Militant n°2 - juillet 2003

La police d'Oakland ouvre le feu sur les docks

Restant dans les sentiers bien balisés des protestations platoniques, le mouvement anti-guerre s’est plus distingué par son caractère massif que par son contenu. S’il a pu créer quelques difficultés politiques (à Tony Blair par exemple), le mouvement n’a pas été ressenti comme une menace sérieuse dans la mesure où il n’a pas cherché à organiser la classe ouvrière ni à adopter des méthodes d’action directe. Le traitement réservé aux ouvriers d’Oakland (USA) l’illustre bien en négatif. Dès qu’une manifestation s’est déroulée sur un port, qui constitue un élément vital dans la machine de guerre, le poing armé de l’Etat a frappé avec une brutalité sans pareil.
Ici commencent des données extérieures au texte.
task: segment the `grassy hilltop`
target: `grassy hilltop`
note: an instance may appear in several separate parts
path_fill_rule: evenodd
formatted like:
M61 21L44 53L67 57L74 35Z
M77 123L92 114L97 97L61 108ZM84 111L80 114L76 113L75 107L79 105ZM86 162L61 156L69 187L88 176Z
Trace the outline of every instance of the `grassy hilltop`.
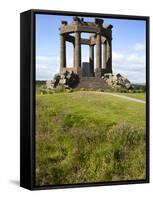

  Le 7 avril, sur le port d’Oakland (Californie), des policiers munis d’équipements anti-émeutes et portant des masques à gaz ont ouvert le feu, avec des balles en bois, des «sting bags» (balles remplies de petites billes de plomb) et des grenades paralysantes sur des manifestants qui protestaient contre les «marchands de guerre sur le port d’Oakland». Les flics en moto faisaient ronfler leurs moteurs et fonçaient sur les piquets de grève, ne s’arrêtant qu’à quelques mètres et des manifestants étaient  battus et traînés par terre. Plusieurs dockers comptent parmi les nombreux blessés, dont un grutier qui a eu la main affreusement déchirée par la police et dont il n’est pas certain qu’il pourra jamais retravailler. Des dizaines de manifestants ont été arrêtés, dont Jack Heyman, un représentant de la section (local 10) du syndicat des dockers ILWU.